Perhaps Stuntz’s most significant counterintuitive idea was not the result of legal work but of his own suffering. Because of a back injury in 1999, Stuntz suffered constant, chronic pain. Two major back surgeries only gave temporary relief, and in the last twelve years of his life, Stuntz experienced intense pain daily. Then, in 2007, he diagnosed with stage four colon cancer which was the cause of his death in March 2011.

Stuntz spoke and wrote openly about both the back pain and his terminal cancer. His counterintuitive observation was, “Hopelessness turns out to be surprisingly good medicine.”

Before you think of Stuntz as a cynical, Ivy League scholar playing some kind of word game, you need to know he was a joyful, evangelical Christian. His colleagues and students described him as being a contagious and positive personality that helped many to come to experience the Christian faith. Stuntz impacted many people for Christ on the Harvard campus and in the legal community. But, how could hopelessness become good medicine?

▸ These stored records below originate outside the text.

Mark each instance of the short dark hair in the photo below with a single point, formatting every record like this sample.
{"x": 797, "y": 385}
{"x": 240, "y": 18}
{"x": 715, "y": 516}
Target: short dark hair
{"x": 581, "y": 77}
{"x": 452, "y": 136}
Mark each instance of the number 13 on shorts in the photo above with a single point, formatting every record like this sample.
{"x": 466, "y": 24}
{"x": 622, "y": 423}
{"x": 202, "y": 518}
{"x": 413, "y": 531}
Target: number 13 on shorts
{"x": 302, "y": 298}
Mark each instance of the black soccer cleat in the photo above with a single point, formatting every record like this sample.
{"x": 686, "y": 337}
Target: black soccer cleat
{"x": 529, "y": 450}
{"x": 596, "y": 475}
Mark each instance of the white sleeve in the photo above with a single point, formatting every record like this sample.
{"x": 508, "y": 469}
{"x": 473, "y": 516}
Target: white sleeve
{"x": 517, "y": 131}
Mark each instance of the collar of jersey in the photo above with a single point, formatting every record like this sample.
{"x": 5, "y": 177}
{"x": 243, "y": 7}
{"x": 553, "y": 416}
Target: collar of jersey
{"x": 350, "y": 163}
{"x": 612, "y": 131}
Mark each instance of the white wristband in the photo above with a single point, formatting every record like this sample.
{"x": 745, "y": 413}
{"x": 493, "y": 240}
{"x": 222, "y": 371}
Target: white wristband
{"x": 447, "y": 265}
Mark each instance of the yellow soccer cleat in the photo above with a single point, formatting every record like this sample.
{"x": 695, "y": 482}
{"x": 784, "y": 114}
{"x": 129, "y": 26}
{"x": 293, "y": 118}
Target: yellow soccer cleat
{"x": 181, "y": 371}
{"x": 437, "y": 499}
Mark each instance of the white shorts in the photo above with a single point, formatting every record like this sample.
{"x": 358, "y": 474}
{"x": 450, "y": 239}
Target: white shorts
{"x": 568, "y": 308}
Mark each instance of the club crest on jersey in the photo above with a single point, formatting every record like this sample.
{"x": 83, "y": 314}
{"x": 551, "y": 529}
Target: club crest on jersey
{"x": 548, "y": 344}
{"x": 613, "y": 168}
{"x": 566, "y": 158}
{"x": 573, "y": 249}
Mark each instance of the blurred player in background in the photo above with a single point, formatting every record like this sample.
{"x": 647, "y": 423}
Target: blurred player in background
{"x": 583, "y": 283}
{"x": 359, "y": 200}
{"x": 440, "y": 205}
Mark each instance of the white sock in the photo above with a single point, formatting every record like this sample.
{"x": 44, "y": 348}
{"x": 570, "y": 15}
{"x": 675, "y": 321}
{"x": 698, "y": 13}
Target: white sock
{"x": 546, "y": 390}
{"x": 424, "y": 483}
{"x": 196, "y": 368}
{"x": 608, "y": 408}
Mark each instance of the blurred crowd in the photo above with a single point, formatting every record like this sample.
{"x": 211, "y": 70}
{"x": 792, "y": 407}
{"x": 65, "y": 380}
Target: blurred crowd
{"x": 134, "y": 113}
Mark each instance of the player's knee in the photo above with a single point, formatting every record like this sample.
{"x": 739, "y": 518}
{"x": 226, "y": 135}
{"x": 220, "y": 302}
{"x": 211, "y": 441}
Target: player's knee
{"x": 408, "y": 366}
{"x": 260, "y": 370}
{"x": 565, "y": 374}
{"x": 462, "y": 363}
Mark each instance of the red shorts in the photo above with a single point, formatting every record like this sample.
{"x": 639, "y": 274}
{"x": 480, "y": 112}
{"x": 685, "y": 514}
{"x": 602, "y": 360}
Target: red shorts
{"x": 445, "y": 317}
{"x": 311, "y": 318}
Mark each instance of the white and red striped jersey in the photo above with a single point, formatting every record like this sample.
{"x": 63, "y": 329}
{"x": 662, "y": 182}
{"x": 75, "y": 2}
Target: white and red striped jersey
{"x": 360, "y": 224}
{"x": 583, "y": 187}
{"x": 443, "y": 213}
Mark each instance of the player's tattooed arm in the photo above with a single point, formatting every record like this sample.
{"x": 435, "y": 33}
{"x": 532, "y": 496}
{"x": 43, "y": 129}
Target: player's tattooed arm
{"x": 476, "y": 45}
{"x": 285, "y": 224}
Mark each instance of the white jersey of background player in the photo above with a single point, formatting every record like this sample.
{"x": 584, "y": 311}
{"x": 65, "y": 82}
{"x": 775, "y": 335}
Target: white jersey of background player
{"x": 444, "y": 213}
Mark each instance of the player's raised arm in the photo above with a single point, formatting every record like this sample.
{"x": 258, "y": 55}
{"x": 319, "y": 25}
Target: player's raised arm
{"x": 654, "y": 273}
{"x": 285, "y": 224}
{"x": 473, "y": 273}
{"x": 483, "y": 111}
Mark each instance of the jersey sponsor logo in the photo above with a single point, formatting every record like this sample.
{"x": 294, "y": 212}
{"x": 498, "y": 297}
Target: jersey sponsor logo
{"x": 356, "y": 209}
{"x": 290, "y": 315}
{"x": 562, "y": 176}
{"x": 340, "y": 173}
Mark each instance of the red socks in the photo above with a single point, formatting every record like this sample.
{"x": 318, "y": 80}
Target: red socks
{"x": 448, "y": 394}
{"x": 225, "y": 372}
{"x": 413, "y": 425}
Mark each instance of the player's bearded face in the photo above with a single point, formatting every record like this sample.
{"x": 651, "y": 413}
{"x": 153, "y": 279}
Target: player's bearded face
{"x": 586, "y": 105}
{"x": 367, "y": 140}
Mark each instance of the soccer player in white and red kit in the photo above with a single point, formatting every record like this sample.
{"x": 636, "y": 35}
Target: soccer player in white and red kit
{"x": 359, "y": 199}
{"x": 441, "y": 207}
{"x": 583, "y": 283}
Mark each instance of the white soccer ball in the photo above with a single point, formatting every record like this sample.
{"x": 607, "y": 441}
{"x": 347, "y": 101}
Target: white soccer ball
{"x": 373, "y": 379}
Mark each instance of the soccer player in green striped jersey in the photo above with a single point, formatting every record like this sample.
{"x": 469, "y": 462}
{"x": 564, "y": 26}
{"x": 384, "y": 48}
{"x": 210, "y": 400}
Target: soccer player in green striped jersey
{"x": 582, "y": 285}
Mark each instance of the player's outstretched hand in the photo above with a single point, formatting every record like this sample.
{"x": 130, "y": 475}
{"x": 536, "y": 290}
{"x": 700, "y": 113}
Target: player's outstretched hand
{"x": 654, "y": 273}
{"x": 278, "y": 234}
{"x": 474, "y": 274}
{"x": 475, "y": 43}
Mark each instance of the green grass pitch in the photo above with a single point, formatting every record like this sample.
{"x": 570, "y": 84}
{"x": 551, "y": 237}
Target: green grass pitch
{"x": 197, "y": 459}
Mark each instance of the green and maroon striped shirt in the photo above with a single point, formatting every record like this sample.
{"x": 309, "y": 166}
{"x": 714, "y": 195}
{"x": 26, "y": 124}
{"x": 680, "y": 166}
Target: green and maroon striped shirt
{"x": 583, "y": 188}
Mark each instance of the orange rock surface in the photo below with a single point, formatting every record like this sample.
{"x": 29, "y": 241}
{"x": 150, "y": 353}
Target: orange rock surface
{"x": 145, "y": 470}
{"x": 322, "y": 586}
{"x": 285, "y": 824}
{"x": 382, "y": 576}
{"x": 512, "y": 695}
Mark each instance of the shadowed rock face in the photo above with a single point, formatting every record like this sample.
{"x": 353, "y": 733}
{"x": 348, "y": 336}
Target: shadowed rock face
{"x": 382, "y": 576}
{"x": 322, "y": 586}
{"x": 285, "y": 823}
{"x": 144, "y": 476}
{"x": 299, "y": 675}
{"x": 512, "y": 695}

When we realize there is nothing we can do to change our reality, we are able to trust God to provide. When we think we can change us, we do not turn to God. When we hope that we can solve our pain, we often miss the greater good. Stuntz, while admitting the he wanted to be free of the pain, acknowledged that ultimately the pain and the suffering made him a better person. The continuing wishing and expecting the pain to be taken away was depressing, while trusting God to work through it with him brought great relief.

Hope that we can escape suffering through own efforts is a mirage; hope that God can use our suffering to make us better people, now, that is magnificent hope! Magnificent hope is the result of realizing in our own strength, we are hopeless. Yes, it seems counterintuitive, but…it is only in abandoning hope in ourselves that we learn to trust the hope that comes from a living and a loving God.